Он отметил черную печать Адмиралтейства на письме, положил его в карман и поднялся наверх. Как он и надеялся, сэр Джозеф нашелся в библиотеке. Он читал Бюффона.
— Какая ерунда, Мэтьюрин, какая ерунда! — воскликнул Блейн, поскольку они находились одни в комнате. — Не родилось еще француза кроме Кювье, который разбирался бы в костях. — Он с разочарованным видом отложил книгу. — Я очень рад был видеть вас на приеме, и очень рад, что Кларенс оказался настолько любезным. Бэрроу был достаточно впечатлен — он души не чает в герцоге, хотя и в курсе, что того не привечают в Адмиралтействе. Он это знает, как и все, да и побольше остальных. Кажется, Бэрроу не может понять, что некоторые королевские особы более королевские, нежели другие. Странное противоречие. Тем не менее, если вы вновь нанесете визит, с вами не будут обращаться грубо. Вы же отправитесь туда снова, я полагаю?
— Конечно, я должен, иначе придется послать проклятую шкатулку с обычным носильщиком. Возможно, это приглашение. — Стивен достал письмо, открыл его и продолжил: — Так и есть. Мистер Б. бесконечно сожалеет — наиплачевнейшее недопонимание — доставит великое удовольствие — осмеливается предложить — любой час, когда доктору М. будет удобно.
— Да. Вам неизбежно придется идти. — И после паузы он добавил: — Кстати, я кое-что узнал об этой вашей шкатулке. Это дело секретариата Кабинета министров, Фицмориса и его друзей. Флот просто выступил в роли курьера, не будучи в курсе содержимого. «Гораздо более крупная сумма», о которой вам сообщили — это или догадка со стороны Покока, или же чудовищное, недопустимое нарушение секретности со стороны министерства иностранных дел. Рискну предположить, что большинство хорошо осведомленных людей об этом деле уже узнали, хотя бы в общих чертах. Господи, пошли нам хотя бы нескольких гражданских служащих, которые понимают слово «осмотрительность»! Скажите, Мэтьюрин, вы сегодня пойдете на собрание Королевского общества?
— Нет. Я много прошел пешком после неприятного визита, пропустил обед и полностью уничтожен.
— Действительно, выглядите вы как выжатый лимон. Может быть, ужин вернет вас к жизни? Что-нибудь легкое, вроде вареной дичи под устричным соусом? Мне бы хотелось познакомить вас с коллегой из Конной гвардии [19], необычайно умным инженером. Я с ним и еще несколькими друзьями неофициально советовался, как раньше вам и рассказывал. Они согласны, что моя мышь начинает принимать форму крысы.
— Сэр Джозеф, простите меня, но сегодня я не поднимусь из кресла, даже если оно превратится в двурогого носорога. Бонапарт может хоть сейчас заявиться на своих плоскодонках — я его только поприветствую.
— Вам бы лучше поесть со мной вареной дичи. Вареной дичи под устричным соусом и с бутылкой хорошего кларета. Мэтьюрин, вам имя Оварт что-нибудь говорит?
— Оварт? Сомневаюсь, что хотя бы слышал такое, — пробурчал Стивен, зевая от усталости и голода.
Он пожелал спокойной ночи и медленно побрел в постель.
Утро не слишком оживило Стивена, пусть даже черный дрозд из Грин-Парка и уселся на парапет прямо за его окном, распевая с прирожденным совершенством.
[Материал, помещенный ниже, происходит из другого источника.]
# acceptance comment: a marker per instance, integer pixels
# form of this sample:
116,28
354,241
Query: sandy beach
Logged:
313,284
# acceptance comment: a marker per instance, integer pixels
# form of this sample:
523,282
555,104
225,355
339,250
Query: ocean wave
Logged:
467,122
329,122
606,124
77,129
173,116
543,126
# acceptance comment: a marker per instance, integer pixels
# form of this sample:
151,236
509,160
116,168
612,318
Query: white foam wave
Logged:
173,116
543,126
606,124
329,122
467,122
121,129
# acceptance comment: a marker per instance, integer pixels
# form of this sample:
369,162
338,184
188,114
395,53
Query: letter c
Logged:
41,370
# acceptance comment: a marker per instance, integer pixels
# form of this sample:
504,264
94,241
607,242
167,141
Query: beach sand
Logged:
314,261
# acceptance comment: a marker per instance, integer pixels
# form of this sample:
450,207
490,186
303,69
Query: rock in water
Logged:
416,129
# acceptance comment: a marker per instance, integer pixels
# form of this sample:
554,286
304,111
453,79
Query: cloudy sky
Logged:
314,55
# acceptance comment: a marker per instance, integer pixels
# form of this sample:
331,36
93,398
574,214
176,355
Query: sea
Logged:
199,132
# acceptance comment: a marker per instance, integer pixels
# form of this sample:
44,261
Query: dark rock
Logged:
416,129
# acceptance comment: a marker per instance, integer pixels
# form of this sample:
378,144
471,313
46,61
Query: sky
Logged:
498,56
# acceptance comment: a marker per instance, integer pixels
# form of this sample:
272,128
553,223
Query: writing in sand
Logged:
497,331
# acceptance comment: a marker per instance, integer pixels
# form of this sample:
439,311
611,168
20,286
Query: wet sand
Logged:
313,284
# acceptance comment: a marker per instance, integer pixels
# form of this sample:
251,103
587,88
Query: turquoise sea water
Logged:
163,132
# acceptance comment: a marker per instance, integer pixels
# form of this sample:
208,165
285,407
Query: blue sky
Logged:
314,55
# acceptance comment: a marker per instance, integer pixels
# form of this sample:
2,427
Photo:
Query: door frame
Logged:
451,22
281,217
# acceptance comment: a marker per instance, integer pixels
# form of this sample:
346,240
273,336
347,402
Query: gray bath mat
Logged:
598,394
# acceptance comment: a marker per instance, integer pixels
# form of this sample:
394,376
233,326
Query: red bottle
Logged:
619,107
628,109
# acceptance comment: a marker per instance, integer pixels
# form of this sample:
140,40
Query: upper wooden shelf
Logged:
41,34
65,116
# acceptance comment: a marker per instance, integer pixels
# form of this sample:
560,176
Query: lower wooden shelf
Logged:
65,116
За завтраком пожилой член клуба сообщил Стивену, что утро славное, а новости еще более бодрящие. Кажется, наконец появилась вероятность мира.
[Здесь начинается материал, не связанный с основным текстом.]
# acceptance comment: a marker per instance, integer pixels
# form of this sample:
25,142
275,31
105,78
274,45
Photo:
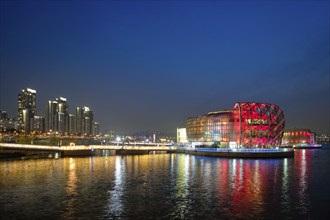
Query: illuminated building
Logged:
182,135
96,128
6,123
26,109
298,136
62,115
249,124
57,115
39,123
72,124
84,120
51,116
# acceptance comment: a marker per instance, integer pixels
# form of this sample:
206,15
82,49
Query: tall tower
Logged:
87,121
26,109
78,120
84,120
62,115
51,116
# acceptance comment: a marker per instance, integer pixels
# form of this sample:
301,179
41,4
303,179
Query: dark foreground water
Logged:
167,186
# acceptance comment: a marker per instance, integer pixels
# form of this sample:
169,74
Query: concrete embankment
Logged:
231,154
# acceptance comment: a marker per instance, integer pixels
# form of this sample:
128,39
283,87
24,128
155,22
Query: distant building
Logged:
84,120
181,135
72,124
51,116
57,115
249,124
62,115
297,136
96,128
39,123
6,123
26,109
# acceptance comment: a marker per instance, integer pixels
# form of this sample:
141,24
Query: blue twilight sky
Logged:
148,65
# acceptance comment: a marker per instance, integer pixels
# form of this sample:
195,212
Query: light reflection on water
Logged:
165,186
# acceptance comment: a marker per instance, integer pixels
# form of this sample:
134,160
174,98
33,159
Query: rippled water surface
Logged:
167,186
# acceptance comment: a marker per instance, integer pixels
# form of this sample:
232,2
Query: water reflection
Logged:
168,186
115,203
71,190
303,163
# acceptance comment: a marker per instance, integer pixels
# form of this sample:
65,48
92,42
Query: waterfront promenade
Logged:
98,150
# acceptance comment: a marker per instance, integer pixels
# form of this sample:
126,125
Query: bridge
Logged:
81,150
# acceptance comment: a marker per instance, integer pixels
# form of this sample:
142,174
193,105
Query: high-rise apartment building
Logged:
39,123
78,120
26,109
96,128
72,124
62,115
84,120
57,115
51,116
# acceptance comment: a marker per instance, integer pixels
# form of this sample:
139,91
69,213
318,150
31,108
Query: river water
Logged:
167,186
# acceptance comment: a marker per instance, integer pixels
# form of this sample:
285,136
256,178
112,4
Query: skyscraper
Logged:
51,116
72,124
26,109
62,115
39,123
78,120
57,115
96,128
84,120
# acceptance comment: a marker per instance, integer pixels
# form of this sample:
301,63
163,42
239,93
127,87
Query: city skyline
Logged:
149,66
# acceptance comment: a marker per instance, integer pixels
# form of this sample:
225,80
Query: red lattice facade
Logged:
260,124
249,124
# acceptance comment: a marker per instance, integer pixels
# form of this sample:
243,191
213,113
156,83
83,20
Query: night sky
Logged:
142,65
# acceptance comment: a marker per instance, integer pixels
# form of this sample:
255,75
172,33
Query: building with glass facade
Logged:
26,109
297,136
249,124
— Тем лучше, — ответил Стивен. — Пока страной управляют такие люди, как сейчас, долго продолжать войну мы не сможем.
— Сущая правда, — согласился пожилой джентльмен, кивая головой. А потом поинтересовался, собирается ли Стивен в Ньюгейт смотреть на казнь. Нет, ответил Стивен, ему нужно в Адмиралтейство. — А там людей вешают? — осведомился собеседник и, узнав, что нет, снова покачал головой. Он-то никогда не пропускает повешений. Сегодня должны вздернуть двух видных банкиров, виновных в подделке документов, не считая простонародья — Биржа не пощадит ни отца, ни матери, ни жены, ни детей, когда речь заходит о подобных делах — помнит ли Стивен преподобного Додда? Старик повторился, что никогда не пропускает повешений — будучи мальчишкой, он часто отправлялся в Тайберн [20], следуя за повозкой с осужденными от самой церкви Гроба Господня. В те годы виселицу называли «вечнозеленой смертью».